Equity portfolio management - Active vs. Passive risk aversion

Does anyone know how is the answer related to the question? I agree with the question, but I dont see how that is answering the question!

Thanks!

Are investors more risk averse when facing total risk or active risk? Explain why.

Investors are more risk averse when facing active risk. To obtain an active return—a return higher than a passive benchmark—the investor must accept active risk. To believe that an active return is possible, the investor must believe that there are active managers who can produce it and that the investor will be able to pick those successful managers. Second, an active equity style will also be judged against a passive benchmark. It is difficult to generate alpha and those who don’t face pressure from their superiors. Lastly, higher active returns mean that more is invested with the high return active manager, and this results in less diversification.

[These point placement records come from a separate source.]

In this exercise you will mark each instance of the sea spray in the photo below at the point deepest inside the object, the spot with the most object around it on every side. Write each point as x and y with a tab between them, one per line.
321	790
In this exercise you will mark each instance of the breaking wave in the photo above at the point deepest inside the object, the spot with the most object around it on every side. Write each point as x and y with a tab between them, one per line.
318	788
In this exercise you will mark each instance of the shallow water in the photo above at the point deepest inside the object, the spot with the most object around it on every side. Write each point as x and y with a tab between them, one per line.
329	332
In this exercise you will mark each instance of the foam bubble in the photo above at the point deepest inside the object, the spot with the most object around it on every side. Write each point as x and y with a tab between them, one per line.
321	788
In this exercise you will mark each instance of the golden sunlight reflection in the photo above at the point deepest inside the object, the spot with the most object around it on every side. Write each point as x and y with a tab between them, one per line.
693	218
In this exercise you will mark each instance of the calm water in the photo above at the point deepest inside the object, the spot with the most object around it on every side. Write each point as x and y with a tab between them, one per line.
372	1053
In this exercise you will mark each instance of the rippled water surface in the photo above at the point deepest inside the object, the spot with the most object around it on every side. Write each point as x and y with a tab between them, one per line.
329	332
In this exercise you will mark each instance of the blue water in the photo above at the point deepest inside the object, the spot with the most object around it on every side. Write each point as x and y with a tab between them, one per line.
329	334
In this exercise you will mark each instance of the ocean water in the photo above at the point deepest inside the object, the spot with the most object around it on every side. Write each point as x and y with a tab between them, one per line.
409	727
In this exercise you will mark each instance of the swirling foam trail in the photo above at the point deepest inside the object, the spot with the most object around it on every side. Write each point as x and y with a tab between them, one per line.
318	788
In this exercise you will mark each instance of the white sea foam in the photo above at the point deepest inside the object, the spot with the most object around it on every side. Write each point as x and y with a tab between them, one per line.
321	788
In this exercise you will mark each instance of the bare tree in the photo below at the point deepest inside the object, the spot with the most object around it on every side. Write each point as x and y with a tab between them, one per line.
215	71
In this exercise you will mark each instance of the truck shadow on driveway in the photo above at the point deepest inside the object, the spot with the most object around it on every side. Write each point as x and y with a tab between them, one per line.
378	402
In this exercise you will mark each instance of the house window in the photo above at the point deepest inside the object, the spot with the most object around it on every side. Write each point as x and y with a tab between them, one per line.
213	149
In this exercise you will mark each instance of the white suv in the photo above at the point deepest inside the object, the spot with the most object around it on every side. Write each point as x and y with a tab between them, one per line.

It’s correct. If you are responsible for a portfolio and you decide to use active management and it fails then you need to possibly take heat from your manager and explain why you didn’t choose passive. So naturally when picking an active manager you’re more hesitant and risk averse. Secondly, if you find and active manager who can generate alpha then they’re saying most would dump all their money into that one manager rather than diversifying across multiple.

Gotcha, makes sense. Thanks googs1484!

A third reason could also be that if you believe that active management has value, then you have to be able to pick that person. So if you mess up, I imagine there is regret as wel, leading to more aversion.

True, sort of ties in with my first reason.

Yeah I read it like two nights ago so it was stuck in my head. Those were the 3 reasons given in Kap.